3.1 pipe_loader_drm_probe_fd
我们接着继续往下分析该源码的实现:
//src/gallium/auxiliary/pipe-loader/pipe_loader_drm.c
static struct pipe_screen *
pipe_loader_drm_create_screen(struct pipe_loader_device *dev,
const struct pipe_screen_config *config, bool sw_vk)
{
struct pipe_loader_drm_device *ddev = pipe_loader_drm_device(dev);
return ddev->dd->create_screen(ddev->fd, config);
}
static const struct pipe_loader_ops pipe_loader_drm_ops = {
.create_screen = pipe_loader_drm_create_screen,
.get_driconf = pipe_loader_drm_get_driconf,
.release = pipe_loader_drm_release
};
pipe_loader_drm_probe_fd(...)
pipe_loader_drm_probe_fd_nodup(struct pipe_loader_device **dev, int fd)
struct pipe_loader_drm_device *ddev = CALLOC_STRUCT(pipe_loader_drm_device);
ddev->base.ops = &pipe_loader_drm_ops;
ddev->fd = fd;
ddev->base.driver_name = loader_get_driver_for_fd(fd)
ddev->dd = get_driver_descriptor(ddev->base.driver_name, plib)
*dev = &ddev->base;
我们接着看get_driver_descriptor的实现,看看它究竟在干啥!
//src/gallium/auxiliary/pipe-loader/pipe_loader_drm.c
#ifdef GALLIUM_STATIC_TARGETS
static const struct drm_driver_descriptor *driver_descriptors[] = {
&i915_driver_descriptor,
&iris_driver_descriptor,
&crocus_driver_descriptor,
&nouveau_driver_descriptor,
&r300_driver_descriptor,
&r600_driver_descriptor,
&radeonsi_driver_descriptor,
&vmwgfx_driver_descriptor,
&kgsl_driver_descriptor,
&msm_driver_descriptor,
&virtio_gpu_driver_descriptor,
&v3d_driver_descriptor,
&vc4_driver_descriptor,
&panfrost_driver_descriptor,
&asahi_driver_descriptor,
&etnaviv_driver_descriptor,
&tegra_driver_descriptor,
&lima_driver_descriptor,
&zink_driver_descriptor,
&xxx_gpu_driver_descriptor,
};
#endif
static const struct drm_driver_descriptor *
get_driver_descriptor(const char *driver_name, struct util_dl_library **plib)
{
#ifdef GALLIUM_STATIC_TARGETS
for (int i = 0; i < ARRAY_SIZE(driver_descriptors); i++) {
if (strcmp(driver_descriptors[i]->driver_name, driver_name) == 0)
return driver_descriptors[i];
}
return &kmsro_driver_descriptor;
#else
...
#endif
...
}
那么这里的xxx_driver_descriptor是怎么实现的,刚开始我通过grep搜索发现只有定义,没有怎么实现。
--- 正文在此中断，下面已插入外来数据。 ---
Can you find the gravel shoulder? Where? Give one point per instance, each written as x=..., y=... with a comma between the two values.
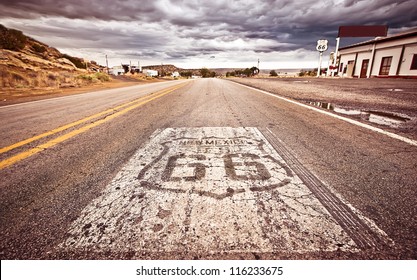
x=390, y=102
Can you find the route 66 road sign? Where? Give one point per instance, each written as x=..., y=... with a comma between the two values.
x=321, y=45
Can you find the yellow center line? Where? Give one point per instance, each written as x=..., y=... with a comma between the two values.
x=12, y=160
x=67, y=126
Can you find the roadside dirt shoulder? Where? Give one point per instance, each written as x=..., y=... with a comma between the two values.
x=9, y=96
x=390, y=104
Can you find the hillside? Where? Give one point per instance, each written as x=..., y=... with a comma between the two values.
x=26, y=63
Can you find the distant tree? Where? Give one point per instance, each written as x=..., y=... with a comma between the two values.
x=186, y=74
x=205, y=72
x=254, y=70
x=273, y=73
x=12, y=39
x=78, y=62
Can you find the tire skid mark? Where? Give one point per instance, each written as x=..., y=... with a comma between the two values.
x=357, y=229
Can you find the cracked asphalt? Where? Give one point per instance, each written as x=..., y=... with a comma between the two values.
x=202, y=169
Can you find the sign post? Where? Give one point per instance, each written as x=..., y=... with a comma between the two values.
x=321, y=47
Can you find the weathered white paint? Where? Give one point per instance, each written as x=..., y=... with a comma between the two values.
x=207, y=190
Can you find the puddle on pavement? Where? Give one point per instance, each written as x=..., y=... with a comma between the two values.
x=382, y=118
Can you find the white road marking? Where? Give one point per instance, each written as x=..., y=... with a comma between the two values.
x=207, y=190
x=367, y=126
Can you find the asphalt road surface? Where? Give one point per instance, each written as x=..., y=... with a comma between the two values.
x=201, y=169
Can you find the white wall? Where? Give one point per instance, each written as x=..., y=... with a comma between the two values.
x=395, y=52
x=409, y=52
x=383, y=49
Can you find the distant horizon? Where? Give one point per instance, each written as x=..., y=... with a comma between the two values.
x=197, y=34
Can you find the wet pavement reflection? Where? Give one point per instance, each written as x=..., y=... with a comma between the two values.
x=378, y=117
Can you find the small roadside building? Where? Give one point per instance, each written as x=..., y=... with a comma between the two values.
x=150, y=72
x=391, y=56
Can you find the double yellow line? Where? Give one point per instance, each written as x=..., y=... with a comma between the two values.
x=109, y=114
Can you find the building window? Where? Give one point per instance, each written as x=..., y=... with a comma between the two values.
x=414, y=63
x=385, y=65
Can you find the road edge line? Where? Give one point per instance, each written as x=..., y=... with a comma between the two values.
x=354, y=122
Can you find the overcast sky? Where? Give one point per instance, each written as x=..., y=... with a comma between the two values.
x=194, y=34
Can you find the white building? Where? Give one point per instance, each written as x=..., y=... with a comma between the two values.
x=392, y=56
x=150, y=73
x=117, y=70
x=175, y=74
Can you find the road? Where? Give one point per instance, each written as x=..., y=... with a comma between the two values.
x=201, y=169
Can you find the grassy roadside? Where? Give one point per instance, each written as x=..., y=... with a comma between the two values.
x=9, y=96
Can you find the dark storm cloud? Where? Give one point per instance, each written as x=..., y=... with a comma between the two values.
x=208, y=25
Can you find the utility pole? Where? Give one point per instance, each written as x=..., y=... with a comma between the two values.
x=107, y=65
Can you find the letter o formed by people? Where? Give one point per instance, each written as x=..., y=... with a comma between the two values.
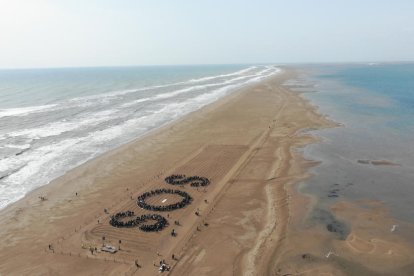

尼玛见鬼了不成,这又是套路啊,又是通过各种宏来实现的。我们看看它是怎么实现的(这里我以景嘉微的xxx_gpu为例来说明)。
//src/gallium/auxiliary/target-helpers/drm_helper.h
/**
* Instantiate a drm_driver_descriptor struct.
*/
#define DEFINE_DRM_DRIVER_DESCRIPTOR(descriptor_name, driver, _driconf, _driconf_count, func) \
const struct drm_driver_descriptor descriptor_name = { \
.driver_name = #driver, \
.driconf = _driconf, \
.driconf_count = _driconf_count, \
.create_screen = func, \
};
#define DRM_DRIVER_DESCRIPTOR(driver, driconf, driconf_count) \
DEFINE_DRM_DRIVER_DESCRIPTOR(driver##_driver_descriptor, driver, driconf, driconf_count, pipe_##driver##_create_screen)
#include "xxx_gpu/drm/xxx_gpu_drm_public.h"
static struct pipe_screen *
pipe_xxx_gpu_create_screen(int fd, const struct pipe_screen_config *config)
{
struct pipe_screen *screen;
screen = xxx_gpu_drm_create_screen(fd);
return screen ? debug_screen_wrap(screen) : NULL;
}
DRM_DRIVER_DESCRIPTOR(xxx_gpu, NULL, 0)
所以分析到这里我们获得了ddev->dd的指向,它指向了vendor实现的结构体drm_driver_descriptor。搞清楚了这个我们接着继续看 ddev->dd->create_screen的实现,它指向了pipe_xxx_gpu_create_screen,我们接着分析:
//src/gallium/auxiliary/target-helpers/drm_helper.h
static struct pipe_screen *
pipe_xxx_gpu_create_screen(int fd, const struct pipe_screen_config *config)
{
struct pipe_screen *screen;
screen = xxx_gpu_drm_create_screen(fd);//返回封装好的pipe_screen
struct xxx_gpu_winsys *ws;
ws = CALLOC_STRUCT(xxx_gpu_winsys)
ws->screen = xxx_gpu_create_screen(ws)
return ws->screen
return screen ? debug_screen_wrap(screen) : NULL;
}
3.2 pipe_loader_create_screen
分析完了pipe_loader_drm_probe_fd流程,我们接着咔咔一顿接着继续分析,pipe_loader_create_screen它会构建pipe_screen的结构体类型!
pipe_loader_create_screen(...)//src/gallium/frontends/dri/dri2.c
pipe_loader_create_screen(...)//src/gallium/auxiliary/pipe-loader/pipe_loader.c
pipe_loader_create_screen_vk(...)
dev->ops->create_screen(...)//这里的ops指向了pipe_loader_drm_ops,定义在pipe_loader_drm.c
pipe_loader_drm_create_screen(...)
ddev->dd->create_screen(...)//这里的ddev->dd指向了前面获取的结构体
pipe_xxx_gpu_create_screen(...)
到这里整个流程就基本结束了。后续如果需要查看的,可以继续dri2_init_screen研究,主要是要理清楚几个screen之间的关系!